Il Sogno senza tempo
Confrontarsi con un macigno creativo come il Sogno di una notte di mezza estate di Shakespeare è una prova di coraggio e avventatezza, specialmente se a provarci è una compagnia giovane. Colpa del numero e la qualità dei precedenti. Ed è per questo che portare in scena il Sogno vuol dire tentare di entrare in comunicazione con un pubblico che, in misura diversa, ha già dentro qualcosa di quell’opera.
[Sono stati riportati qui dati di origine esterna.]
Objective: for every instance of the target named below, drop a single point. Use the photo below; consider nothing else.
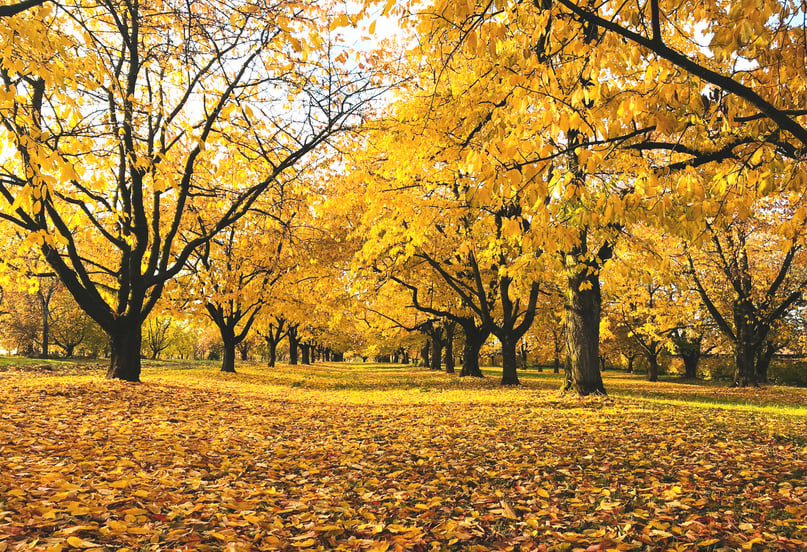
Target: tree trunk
(509, 362)
(228, 358)
(293, 344)
(743, 364)
(45, 325)
(125, 352)
(581, 327)
(744, 346)
(652, 370)
(449, 343)
(763, 362)
(424, 353)
(474, 339)
(437, 348)
(272, 353)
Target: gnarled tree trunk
(581, 326)
(124, 345)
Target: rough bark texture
(581, 325)
(746, 345)
(228, 357)
(437, 347)
(450, 328)
(272, 345)
(474, 339)
(689, 348)
(763, 362)
(652, 370)
(509, 362)
(125, 352)
(294, 343)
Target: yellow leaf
(77, 542)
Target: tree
(273, 329)
(749, 279)
(158, 330)
(118, 137)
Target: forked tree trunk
(125, 352)
(474, 339)
(509, 362)
(581, 327)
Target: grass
(370, 457)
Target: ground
(369, 458)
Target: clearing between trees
(374, 458)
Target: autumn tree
(118, 118)
(750, 278)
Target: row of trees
(219, 156)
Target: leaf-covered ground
(355, 458)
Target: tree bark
(581, 325)
(745, 348)
(763, 361)
(293, 344)
(437, 347)
(272, 352)
(474, 339)
(509, 362)
(228, 357)
(125, 352)
(652, 370)
(450, 327)
(424, 353)
(44, 302)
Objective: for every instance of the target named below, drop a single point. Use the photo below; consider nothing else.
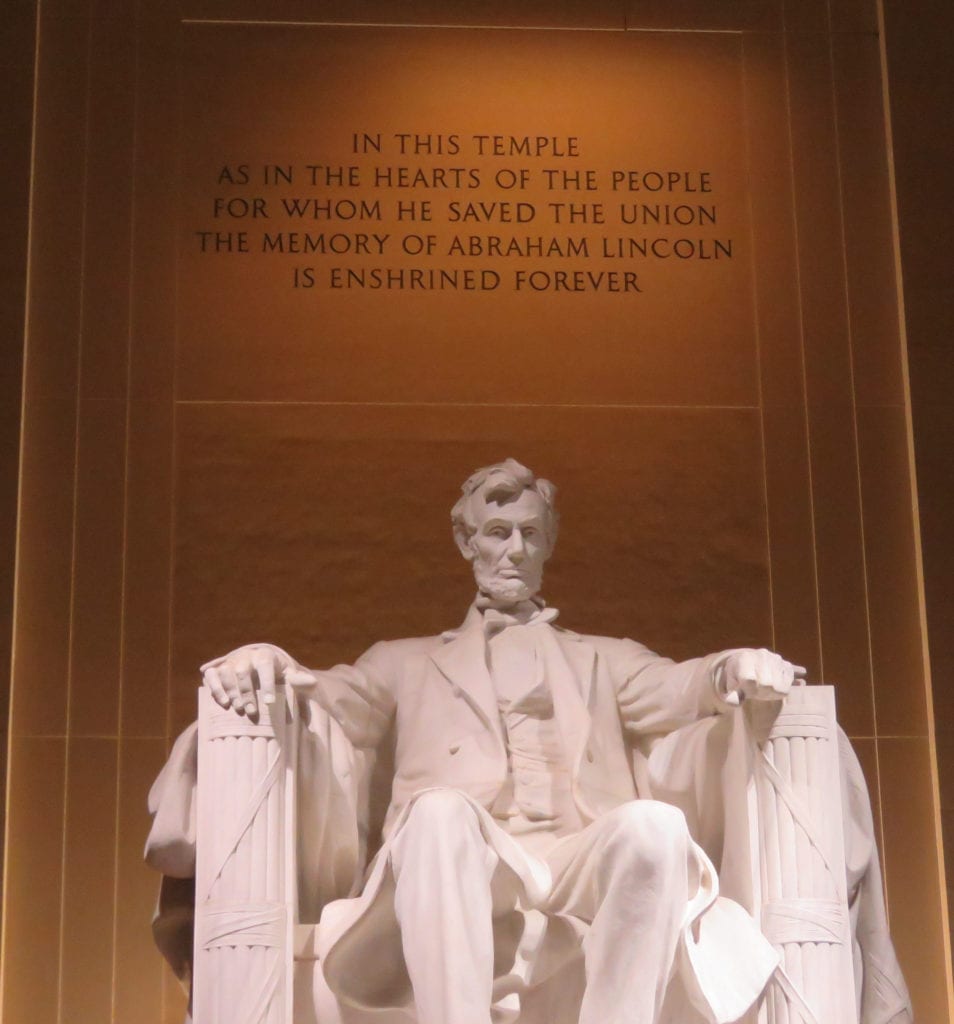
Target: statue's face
(510, 546)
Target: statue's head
(506, 524)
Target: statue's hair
(506, 479)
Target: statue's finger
(264, 665)
(747, 671)
(241, 701)
(213, 683)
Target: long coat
(608, 695)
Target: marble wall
(211, 456)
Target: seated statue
(523, 870)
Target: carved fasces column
(245, 871)
(800, 880)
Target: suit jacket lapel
(463, 663)
(570, 664)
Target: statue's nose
(516, 549)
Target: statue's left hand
(761, 675)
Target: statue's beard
(504, 589)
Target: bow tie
(496, 620)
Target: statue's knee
(650, 827)
(441, 809)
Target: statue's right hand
(236, 678)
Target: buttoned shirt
(535, 805)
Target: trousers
(623, 882)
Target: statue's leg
(442, 870)
(629, 876)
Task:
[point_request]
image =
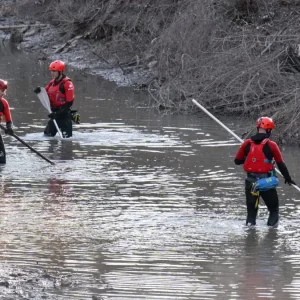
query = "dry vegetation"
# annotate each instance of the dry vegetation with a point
(234, 56)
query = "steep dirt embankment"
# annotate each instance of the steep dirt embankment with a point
(234, 56)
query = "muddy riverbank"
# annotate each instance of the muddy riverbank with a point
(236, 57)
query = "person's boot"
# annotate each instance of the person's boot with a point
(250, 221)
(273, 218)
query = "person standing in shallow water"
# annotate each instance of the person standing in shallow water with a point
(4, 112)
(258, 154)
(60, 91)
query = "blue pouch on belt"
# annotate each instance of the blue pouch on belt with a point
(265, 184)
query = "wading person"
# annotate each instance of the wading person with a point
(4, 111)
(60, 91)
(258, 155)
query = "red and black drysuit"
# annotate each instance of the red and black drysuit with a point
(257, 154)
(4, 111)
(61, 96)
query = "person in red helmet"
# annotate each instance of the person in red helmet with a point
(258, 155)
(4, 112)
(61, 95)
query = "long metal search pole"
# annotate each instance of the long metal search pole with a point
(232, 133)
(33, 150)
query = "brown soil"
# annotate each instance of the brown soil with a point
(234, 56)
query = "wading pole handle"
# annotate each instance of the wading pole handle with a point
(25, 144)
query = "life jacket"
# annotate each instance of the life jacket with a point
(56, 93)
(256, 161)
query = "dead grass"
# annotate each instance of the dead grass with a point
(235, 56)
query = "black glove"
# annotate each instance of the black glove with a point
(52, 115)
(290, 181)
(37, 90)
(9, 129)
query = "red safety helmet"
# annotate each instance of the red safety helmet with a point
(57, 65)
(3, 84)
(265, 123)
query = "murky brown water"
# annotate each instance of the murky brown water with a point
(137, 205)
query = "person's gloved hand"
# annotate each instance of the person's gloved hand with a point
(9, 129)
(76, 118)
(290, 181)
(52, 115)
(37, 90)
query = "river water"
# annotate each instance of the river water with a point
(138, 205)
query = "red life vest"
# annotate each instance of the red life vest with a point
(57, 97)
(256, 161)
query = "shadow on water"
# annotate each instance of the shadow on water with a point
(137, 205)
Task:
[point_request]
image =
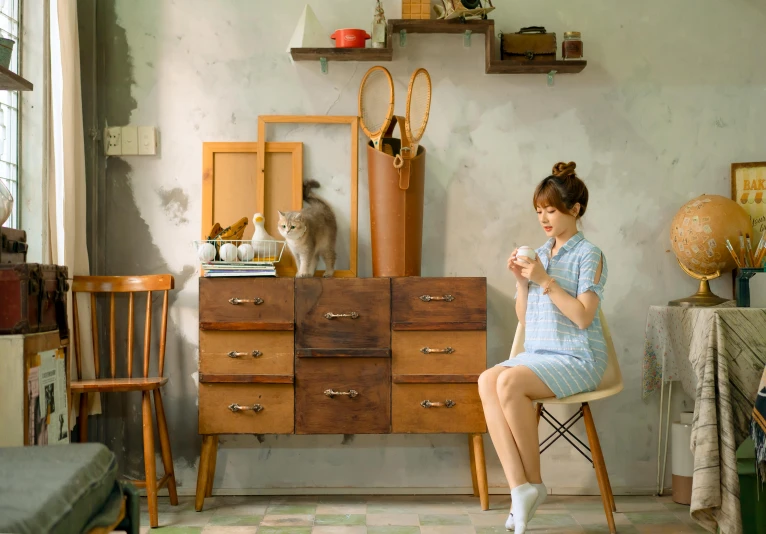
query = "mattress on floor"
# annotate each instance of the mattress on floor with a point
(55, 488)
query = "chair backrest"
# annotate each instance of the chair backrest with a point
(612, 378)
(131, 285)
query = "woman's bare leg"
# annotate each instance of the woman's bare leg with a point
(517, 387)
(498, 428)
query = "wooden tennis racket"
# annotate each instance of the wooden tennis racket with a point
(418, 109)
(376, 103)
(414, 121)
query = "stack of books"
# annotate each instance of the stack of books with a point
(226, 269)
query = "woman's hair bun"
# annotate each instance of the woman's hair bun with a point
(564, 169)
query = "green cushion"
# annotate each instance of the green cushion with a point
(55, 488)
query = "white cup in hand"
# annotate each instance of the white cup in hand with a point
(527, 252)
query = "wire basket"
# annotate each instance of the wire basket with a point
(265, 252)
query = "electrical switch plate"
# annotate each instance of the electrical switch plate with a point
(147, 140)
(113, 141)
(129, 141)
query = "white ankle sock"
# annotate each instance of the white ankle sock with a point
(522, 501)
(542, 494)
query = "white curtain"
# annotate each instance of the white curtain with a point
(66, 174)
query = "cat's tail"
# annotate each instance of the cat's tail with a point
(309, 196)
(308, 185)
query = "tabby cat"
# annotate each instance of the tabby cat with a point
(310, 233)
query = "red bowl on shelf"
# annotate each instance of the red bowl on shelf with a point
(350, 38)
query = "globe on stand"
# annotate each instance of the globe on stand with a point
(698, 235)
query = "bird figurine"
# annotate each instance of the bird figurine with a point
(264, 245)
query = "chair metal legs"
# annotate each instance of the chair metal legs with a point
(591, 453)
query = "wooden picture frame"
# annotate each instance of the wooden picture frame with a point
(351, 121)
(242, 191)
(748, 189)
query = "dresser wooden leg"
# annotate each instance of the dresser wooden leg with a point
(211, 473)
(472, 456)
(481, 469)
(203, 472)
(82, 418)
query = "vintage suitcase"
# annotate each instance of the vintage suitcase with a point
(13, 246)
(528, 44)
(33, 299)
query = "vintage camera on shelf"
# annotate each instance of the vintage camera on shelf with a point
(464, 9)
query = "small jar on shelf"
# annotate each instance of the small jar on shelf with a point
(571, 47)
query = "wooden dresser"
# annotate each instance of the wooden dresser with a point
(341, 356)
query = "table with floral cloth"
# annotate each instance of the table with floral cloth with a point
(718, 354)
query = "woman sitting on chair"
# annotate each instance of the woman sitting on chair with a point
(557, 301)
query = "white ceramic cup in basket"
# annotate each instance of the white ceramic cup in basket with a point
(527, 252)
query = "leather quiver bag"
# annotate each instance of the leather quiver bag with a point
(532, 43)
(396, 210)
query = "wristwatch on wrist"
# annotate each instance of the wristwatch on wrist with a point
(547, 286)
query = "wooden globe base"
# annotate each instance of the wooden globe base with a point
(703, 297)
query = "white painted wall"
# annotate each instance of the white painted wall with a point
(672, 95)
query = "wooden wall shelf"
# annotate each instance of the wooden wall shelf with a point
(10, 81)
(342, 54)
(492, 64)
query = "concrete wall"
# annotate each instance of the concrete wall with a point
(671, 96)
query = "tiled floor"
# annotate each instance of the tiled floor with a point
(412, 515)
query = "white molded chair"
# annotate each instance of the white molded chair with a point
(611, 384)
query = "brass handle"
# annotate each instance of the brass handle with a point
(237, 408)
(254, 354)
(429, 298)
(445, 350)
(329, 315)
(236, 301)
(351, 393)
(428, 404)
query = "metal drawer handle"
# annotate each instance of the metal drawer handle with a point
(445, 350)
(428, 404)
(237, 408)
(236, 301)
(254, 354)
(351, 393)
(329, 315)
(429, 298)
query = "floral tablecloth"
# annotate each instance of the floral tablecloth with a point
(668, 337)
(718, 355)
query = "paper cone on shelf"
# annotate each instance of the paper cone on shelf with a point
(309, 32)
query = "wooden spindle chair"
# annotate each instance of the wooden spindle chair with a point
(146, 384)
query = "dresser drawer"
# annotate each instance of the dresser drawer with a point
(273, 416)
(343, 314)
(410, 417)
(439, 303)
(246, 304)
(439, 352)
(363, 405)
(248, 353)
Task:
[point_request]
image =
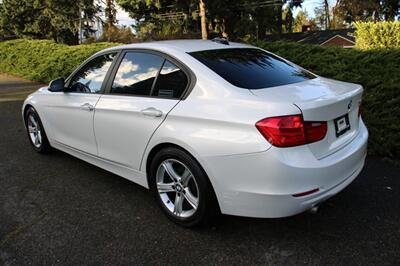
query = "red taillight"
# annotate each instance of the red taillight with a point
(288, 131)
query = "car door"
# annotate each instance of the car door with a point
(145, 88)
(70, 113)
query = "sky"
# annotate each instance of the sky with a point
(309, 5)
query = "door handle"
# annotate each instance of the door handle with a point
(151, 111)
(87, 107)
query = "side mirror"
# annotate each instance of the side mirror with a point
(57, 85)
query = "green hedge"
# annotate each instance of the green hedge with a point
(377, 70)
(373, 35)
(44, 60)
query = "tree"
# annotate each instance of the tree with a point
(50, 19)
(355, 10)
(234, 19)
(390, 9)
(110, 13)
(302, 20)
(202, 7)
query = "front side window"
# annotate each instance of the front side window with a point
(251, 68)
(89, 78)
(136, 74)
(171, 82)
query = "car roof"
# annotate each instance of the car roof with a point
(186, 46)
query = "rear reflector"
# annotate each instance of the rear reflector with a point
(302, 194)
(289, 131)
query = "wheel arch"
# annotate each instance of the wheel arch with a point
(25, 109)
(160, 146)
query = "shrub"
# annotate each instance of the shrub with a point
(372, 35)
(44, 60)
(377, 70)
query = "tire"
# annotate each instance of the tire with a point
(36, 133)
(181, 188)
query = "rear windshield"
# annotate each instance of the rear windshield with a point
(251, 68)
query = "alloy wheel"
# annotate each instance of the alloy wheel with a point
(34, 130)
(177, 188)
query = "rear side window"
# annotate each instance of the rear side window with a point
(136, 73)
(89, 78)
(171, 82)
(251, 68)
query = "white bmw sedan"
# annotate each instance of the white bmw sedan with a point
(208, 126)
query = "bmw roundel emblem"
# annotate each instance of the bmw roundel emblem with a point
(350, 104)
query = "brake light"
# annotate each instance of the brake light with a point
(289, 131)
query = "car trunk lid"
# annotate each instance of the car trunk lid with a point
(323, 99)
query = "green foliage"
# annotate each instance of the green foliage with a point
(44, 60)
(50, 19)
(372, 35)
(377, 70)
(115, 34)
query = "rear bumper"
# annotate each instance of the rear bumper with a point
(263, 184)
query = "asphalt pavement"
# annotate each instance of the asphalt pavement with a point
(58, 210)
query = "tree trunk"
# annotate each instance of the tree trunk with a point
(327, 15)
(203, 20)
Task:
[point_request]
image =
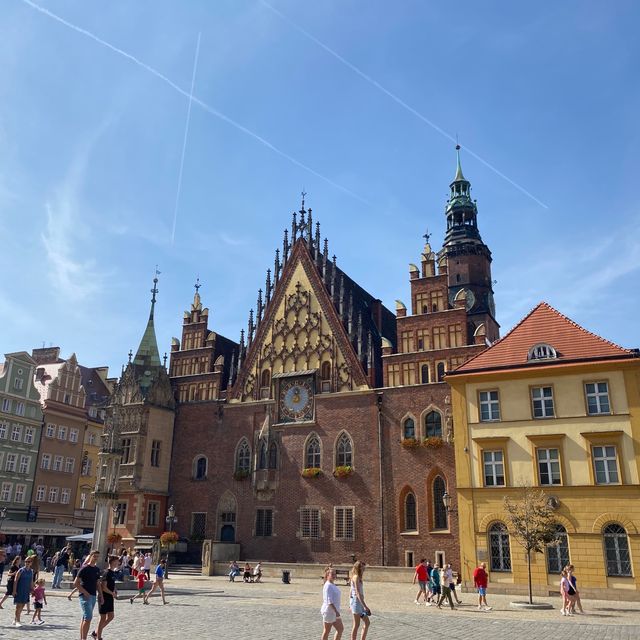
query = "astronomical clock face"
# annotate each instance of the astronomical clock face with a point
(296, 400)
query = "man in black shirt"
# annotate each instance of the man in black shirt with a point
(89, 590)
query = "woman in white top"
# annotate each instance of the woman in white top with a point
(331, 606)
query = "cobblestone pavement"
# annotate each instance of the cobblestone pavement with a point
(202, 608)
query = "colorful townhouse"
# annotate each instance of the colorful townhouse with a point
(554, 407)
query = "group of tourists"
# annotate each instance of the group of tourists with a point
(27, 587)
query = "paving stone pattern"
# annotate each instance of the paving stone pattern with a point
(214, 607)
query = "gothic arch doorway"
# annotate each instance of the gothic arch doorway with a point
(226, 519)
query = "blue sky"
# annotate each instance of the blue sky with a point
(91, 146)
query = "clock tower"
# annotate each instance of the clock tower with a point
(468, 259)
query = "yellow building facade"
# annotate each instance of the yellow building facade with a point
(557, 408)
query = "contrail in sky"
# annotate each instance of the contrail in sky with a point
(395, 98)
(199, 102)
(184, 141)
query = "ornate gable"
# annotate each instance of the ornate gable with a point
(300, 332)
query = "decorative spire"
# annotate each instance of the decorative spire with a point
(147, 355)
(459, 177)
(267, 290)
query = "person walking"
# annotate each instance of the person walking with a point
(11, 576)
(159, 582)
(22, 589)
(574, 581)
(87, 583)
(109, 595)
(445, 590)
(39, 600)
(448, 580)
(359, 609)
(420, 574)
(481, 581)
(330, 609)
(61, 565)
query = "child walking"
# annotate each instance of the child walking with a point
(39, 600)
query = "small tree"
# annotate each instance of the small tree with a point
(531, 523)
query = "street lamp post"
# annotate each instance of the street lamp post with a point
(171, 519)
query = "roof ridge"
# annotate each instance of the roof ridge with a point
(579, 326)
(504, 337)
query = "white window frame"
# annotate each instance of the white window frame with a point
(20, 493)
(310, 523)
(540, 400)
(25, 463)
(598, 396)
(493, 464)
(11, 462)
(604, 456)
(491, 404)
(344, 523)
(6, 492)
(58, 461)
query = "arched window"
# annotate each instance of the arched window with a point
(262, 458)
(200, 468)
(409, 428)
(558, 551)
(616, 548)
(344, 451)
(433, 424)
(439, 510)
(410, 518)
(273, 456)
(312, 454)
(499, 547)
(243, 457)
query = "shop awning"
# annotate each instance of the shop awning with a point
(13, 527)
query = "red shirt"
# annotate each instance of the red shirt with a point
(480, 577)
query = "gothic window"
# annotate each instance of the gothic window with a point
(410, 513)
(344, 451)
(273, 456)
(409, 428)
(616, 547)
(558, 551)
(262, 458)
(243, 457)
(499, 547)
(439, 510)
(200, 468)
(312, 453)
(433, 424)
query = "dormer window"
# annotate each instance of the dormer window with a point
(542, 351)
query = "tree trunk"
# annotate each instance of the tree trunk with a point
(529, 570)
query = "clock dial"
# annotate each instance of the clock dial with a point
(296, 400)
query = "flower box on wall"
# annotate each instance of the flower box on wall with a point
(343, 472)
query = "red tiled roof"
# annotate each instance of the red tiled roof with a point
(544, 325)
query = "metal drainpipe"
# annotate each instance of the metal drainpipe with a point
(382, 540)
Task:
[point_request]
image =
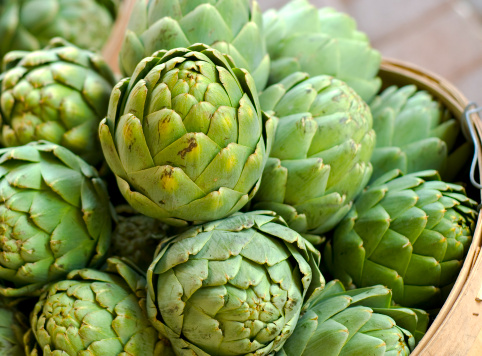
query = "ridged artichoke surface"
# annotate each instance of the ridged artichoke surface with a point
(410, 233)
(300, 37)
(96, 313)
(229, 26)
(320, 157)
(232, 287)
(355, 322)
(185, 136)
(58, 94)
(415, 133)
(54, 217)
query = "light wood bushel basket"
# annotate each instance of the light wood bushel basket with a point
(457, 330)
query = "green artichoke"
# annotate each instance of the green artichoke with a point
(300, 37)
(320, 157)
(355, 322)
(415, 133)
(13, 326)
(137, 236)
(97, 313)
(410, 233)
(58, 94)
(229, 26)
(232, 287)
(30, 24)
(54, 217)
(185, 136)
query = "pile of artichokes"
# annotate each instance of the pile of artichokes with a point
(246, 189)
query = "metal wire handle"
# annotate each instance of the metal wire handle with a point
(472, 108)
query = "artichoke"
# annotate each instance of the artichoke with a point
(97, 313)
(58, 94)
(54, 217)
(320, 157)
(299, 37)
(185, 136)
(30, 24)
(232, 287)
(13, 326)
(137, 236)
(415, 133)
(355, 322)
(410, 233)
(229, 26)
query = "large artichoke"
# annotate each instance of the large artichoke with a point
(13, 326)
(97, 313)
(232, 287)
(415, 133)
(30, 24)
(320, 157)
(58, 94)
(300, 37)
(54, 217)
(227, 25)
(185, 136)
(409, 233)
(356, 322)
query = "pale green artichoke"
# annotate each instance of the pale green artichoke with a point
(185, 136)
(300, 37)
(232, 287)
(415, 133)
(30, 24)
(97, 313)
(13, 326)
(229, 26)
(410, 233)
(320, 157)
(54, 217)
(58, 94)
(355, 322)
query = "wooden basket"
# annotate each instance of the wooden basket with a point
(457, 330)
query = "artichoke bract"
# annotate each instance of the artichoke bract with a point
(13, 326)
(232, 287)
(30, 24)
(355, 322)
(97, 313)
(54, 217)
(410, 233)
(229, 26)
(320, 157)
(58, 94)
(300, 37)
(185, 136)
(415, 133)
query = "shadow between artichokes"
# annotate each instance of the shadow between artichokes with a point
(232, 287)
(185, 136)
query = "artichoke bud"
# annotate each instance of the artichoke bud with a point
(55, 217)
(185, 136)
(399, 226)
(232, 287)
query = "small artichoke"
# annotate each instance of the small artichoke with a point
(97, 313)
(300, 37)
(415, 133)
(54, 217)
(320, 159)
(232, 287)
(30, 24)
(58, 94)
(185, 136)
(356, 322)
(410, 233)
(229, 26)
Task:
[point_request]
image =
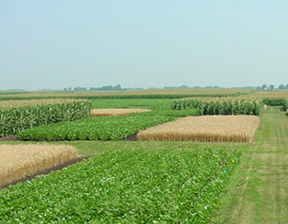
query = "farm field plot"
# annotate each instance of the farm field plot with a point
(115, 111)
(20, 115)
(18, 161)
(126, 186)
(97, 128)
(219, 128)
(153, 93)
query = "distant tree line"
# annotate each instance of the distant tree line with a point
(119, 88)
(103, 88)
(272, 87)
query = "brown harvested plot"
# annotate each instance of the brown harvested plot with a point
(234, 128)
(18, 161)
(115, 112)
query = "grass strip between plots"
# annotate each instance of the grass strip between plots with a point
(99, 128)
(126, 186)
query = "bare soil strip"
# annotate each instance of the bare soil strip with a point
(115, 112)
(240, 128)
(20, 161)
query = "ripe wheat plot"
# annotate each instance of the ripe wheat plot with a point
(240, 128)
(18, 161)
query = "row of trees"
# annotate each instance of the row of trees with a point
(103, 88)
(272, 87)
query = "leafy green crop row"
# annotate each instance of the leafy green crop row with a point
(276, 102)
(99, 128)
(15, 120)
(125, 186)
(220, 107)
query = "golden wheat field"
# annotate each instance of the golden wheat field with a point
(18, 161)
(115, 112)
(234, 128)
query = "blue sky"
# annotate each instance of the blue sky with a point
(56, 44)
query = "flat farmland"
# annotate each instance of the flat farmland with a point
(253, 188)
(237, 128)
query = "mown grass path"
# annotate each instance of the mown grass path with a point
(262, 194)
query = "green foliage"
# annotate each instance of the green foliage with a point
(276, 102)
(125, 186)
(126, 96)
(15, 120)
(98, 128)
(220, 107)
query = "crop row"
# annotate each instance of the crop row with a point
(276, 102)
(98, 128)
(220, 106)
(125, 186)
(124, 96)
(15, 120)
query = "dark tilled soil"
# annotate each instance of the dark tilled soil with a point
(47, 171)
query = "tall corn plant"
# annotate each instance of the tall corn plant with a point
(15, 120)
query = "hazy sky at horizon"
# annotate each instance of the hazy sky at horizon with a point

È più facile raccontare una storia confinata in un recinto spazio-temporale preciso, invece che evocare le atmosfere eterne del “Sogno”, da cui ogni sensibilità si attende di provare certe sensazioni. La compagnia Piccolo Teatro di Milano – Teatro d’Europa riesce a mantenere intatte le tre anime dell’opera: natura, magia e passione, facendole percepire alla platea quasi come elementi fisici presenti sul palco. Il testo, rivisto da Mirca Rivieri, si concentra maggiormente sugli amori alterati da sostanze capricciose, ed è un bene perché esalta le capacità degli attori, più a loro agio nel rappresentare dinamiche affini alla loro età. Le interpretazioni più efficaci sono proprio quelle dei giovani Elena (Silvia Masotti), Ermia (Giulia Valenti), Demetrio (Matteo Romoli) e Lisandro (Giorgio Sangati). A conquistare il pubblico è in particolare l’interpretazione di Silvia Masotti, così stralunata, spaesata, tenera e buffa. Ben più complesso il compito di Caterina Simonelli e Fausto Cabra che, impegnati nei ruoli di Titania e Oberon, faticano a incarnare la drammaticità dei loro personaggi, adulti e regnanti. Vive invece un crescendo interpretativo durante la rappresentazione Giorgio Consoli che, nei panni del giullare Puck, fa da tramite tra personaggi e pubblico, custodisce l’essenza del teatro e strappa più di una risata. Alice Bachi e Rosanna Sparapano, con un accorgimento semplice e d’effetto, rendono imponenti e scenografici i costumi del re e della regina delle fate, lasciando invece minimali gli abiti degli altri personaggi. Visioni di Shakespeare ha il pregio di riuscire a tratteggiare il volto di quell’amore proprio degli amanti giovani, sciocco e carnale, ironico e delicato, incontrando l’apprezzamento nostalgico o la fremente aspettativa di buona parte del pubblico. Lo spettacolo ha una marcata componente corporea fatta di inseguimenti e cadute, di lotte e di arrampicate che, oltre ad essere ben riuscite, danno ritmo e vitalità all’andamento della storia.